Oh sure, MCU films like The Avengers (2012), Iron Man 3 (2013), and Thor: Ragnarok (2017) carry whiffs of their directors. (Ragnarok in particular was an instance of Marvel loosening its vise grip. After actor Chris Hemsworth expressed he was “frustrated and bored” in the role, Marvel went to buzzy indie darling Taika Waititi, who brought mischief to strict quarterly-driven plans.) But those films still fit a clear house style that ensures cohesiveness and sets up a sequel.

For Marvel, this is critical. It ensures fans who’ve seen Avengers: Age of Ultron will stream WandaVision and then mark their calendars for Doctor Strange in the Multiverse of Madness.

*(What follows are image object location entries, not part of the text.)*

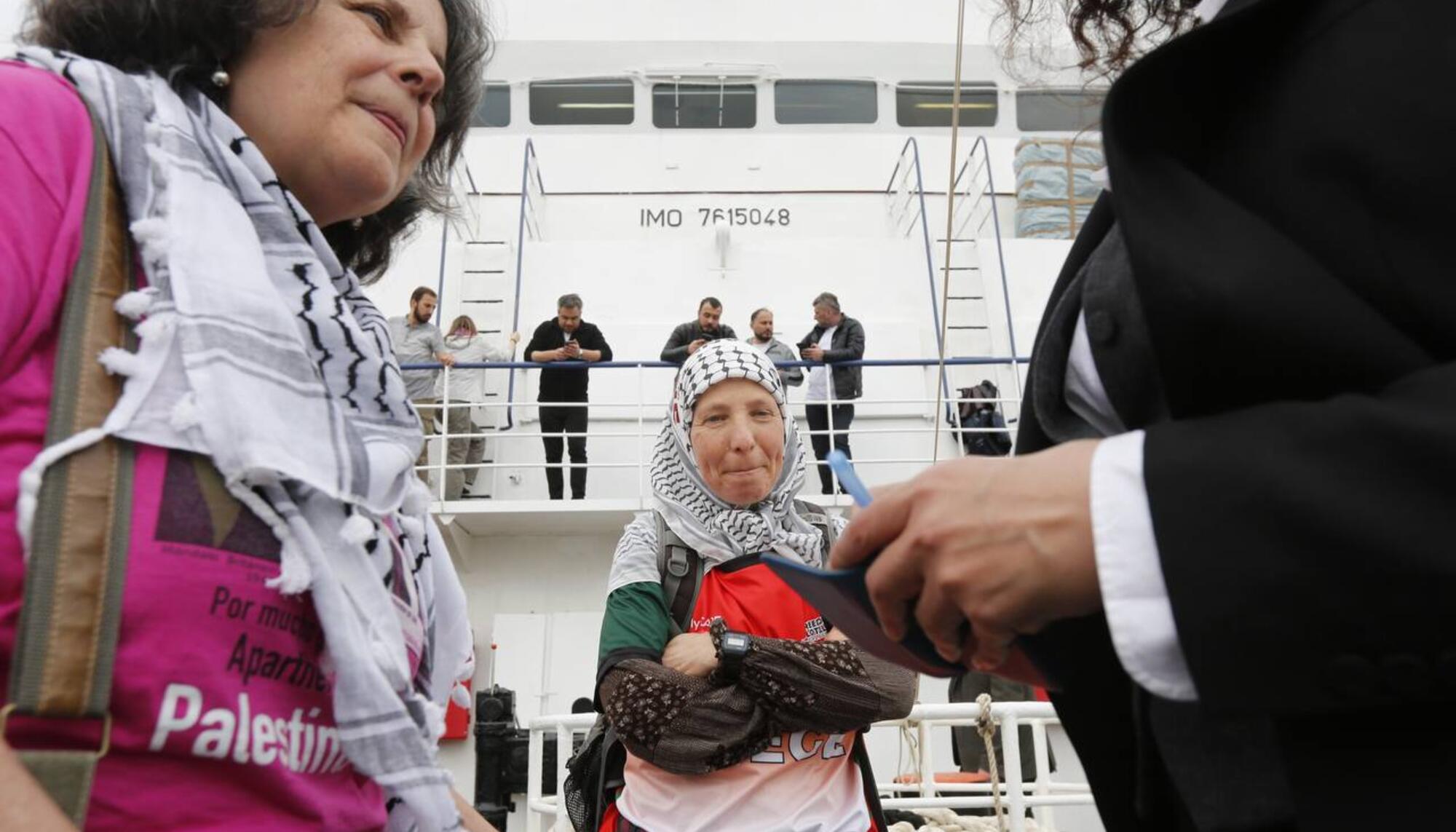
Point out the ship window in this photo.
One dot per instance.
(825, 102)
(496, 106)
(1071, 109)
(704, 105)
(583, 100)
(928, 103)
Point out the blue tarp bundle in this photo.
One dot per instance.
(1055, 185)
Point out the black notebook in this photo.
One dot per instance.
(842, 598)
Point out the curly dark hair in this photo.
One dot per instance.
(1109, 32)
(187, 39)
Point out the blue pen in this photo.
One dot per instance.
(839, 463)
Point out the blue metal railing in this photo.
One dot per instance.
(930, 259)
(521, 253)
(668, 364)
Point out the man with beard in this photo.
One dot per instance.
(417, 341)
(689, 336)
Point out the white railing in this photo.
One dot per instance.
(644, 415)
(1042, 798)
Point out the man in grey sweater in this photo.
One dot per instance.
(688, 336)
(764, 341)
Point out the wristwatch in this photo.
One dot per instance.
(733, 649)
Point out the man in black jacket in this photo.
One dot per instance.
(835, 336)
(566, 338)
(688, 336)
(1227, 537)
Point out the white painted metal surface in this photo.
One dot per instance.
(1042, 798)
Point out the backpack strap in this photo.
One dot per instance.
(66, 643)
(822, 520)
(867, 777)
(682, 571)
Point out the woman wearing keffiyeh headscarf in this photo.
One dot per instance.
(765, 740)
(282, 626)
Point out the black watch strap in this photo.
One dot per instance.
(733, 649)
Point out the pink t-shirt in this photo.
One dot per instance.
(221, 703)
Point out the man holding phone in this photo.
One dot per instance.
(563, 393)
(689, 336)
(835, 336)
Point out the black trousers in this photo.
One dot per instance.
(566, 421)
(819, 416)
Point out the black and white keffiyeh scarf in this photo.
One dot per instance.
(717, 530)
(261, 351)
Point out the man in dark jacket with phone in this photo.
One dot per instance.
(835, 338)
(688, 336)
(566, 338)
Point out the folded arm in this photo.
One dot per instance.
(688, 725)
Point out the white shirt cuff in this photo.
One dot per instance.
(1135, 595)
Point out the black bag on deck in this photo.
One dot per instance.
(976, 419)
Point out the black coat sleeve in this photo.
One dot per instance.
(593, 339)
(854, 348)
(1313, 546)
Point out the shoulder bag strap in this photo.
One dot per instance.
(71, 613)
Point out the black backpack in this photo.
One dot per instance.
(595, 773)
(976, 416)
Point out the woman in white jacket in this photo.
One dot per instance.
(467, 386)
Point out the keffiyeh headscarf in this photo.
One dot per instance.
(260, 349)
(714, 528)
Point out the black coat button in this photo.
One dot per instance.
(1352, 677)
(1407, 675)
(1447, 673)
(1103, 328)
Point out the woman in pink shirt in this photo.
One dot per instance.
(290, 627)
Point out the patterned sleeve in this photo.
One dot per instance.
(694, 726)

However experimental WandaVision was, it still ended with actors flying around lobbing VFX at each other. The most aggravating thing about the Marvel formula is that it works.

Taika Waititi, on the set of 2017’s Thor: Ragnarok.

Marvel/Disney/Kobal/Shutterstock

Warner-owned DC is more game to let artists run wild. While audiences may go into a DC picture with fewer set expectations, the results feel like bigger swings. Without a Feige-like figure in its ranks, the DC Extended Universe is full of tonally disparate movies. The range spans the bleak and baroque Snyder flicks, to the bisexual riot grrl energy in Birds of Prey, to the Amblin throwback Shazam, to the Star Wars-meets-Romancing the Stone vibes of Aquaman. For better or worse, there is simply no way a movie like Joker could exist in the infrastructure that upholds the MCU.

But even still, there’s never an instance of a genuine director’s cut in either the Marvel or DC tentpoles. But maybe there should be. Even if filmmakers feel the totality of their work is on the screen — Nolan himself insists there is never a “director’s cut” of his movies because all his movies are director’s cuts — the demands that superhero movies appeal to all four quadrants, not to mention the foreign language box office, is how you get more movies like Suicide Squad and the formulaic, television-like MCU.

None of this has to come at the cost of continuity or franchise plans. A “director’s cut” with a different ending doesn’t ruin a sequel. We’re seeing this now: The Snyder Cut’s divergent ending from the 2017 version is only inspiring curiosity, not confusion. Director’s cuts have long lived on home video, anyway — Lord of the Rings director Peter Jackson specifically had home video in mind for his trilogy’s now-popular Extended Editions. And with streaming being Hollywood’s current obsession, director’s cuts are a killer way to add hours of content with minimal effort. (The Snyder Cut, again, being the $70 million exception.)

The Snyder Cut is a fascinating thing during a fascinating time and place. It’s an impossibly gigantic yet personal movie that, with the luxury of at-home streaming, can be as weird and wild as Snyder wants it to be. We’re already better off having it. What else are we missing out on if we don’t #ReleaseTheAyerCut?

Zack Snyder’s Justice League is streaming now on HBO Max.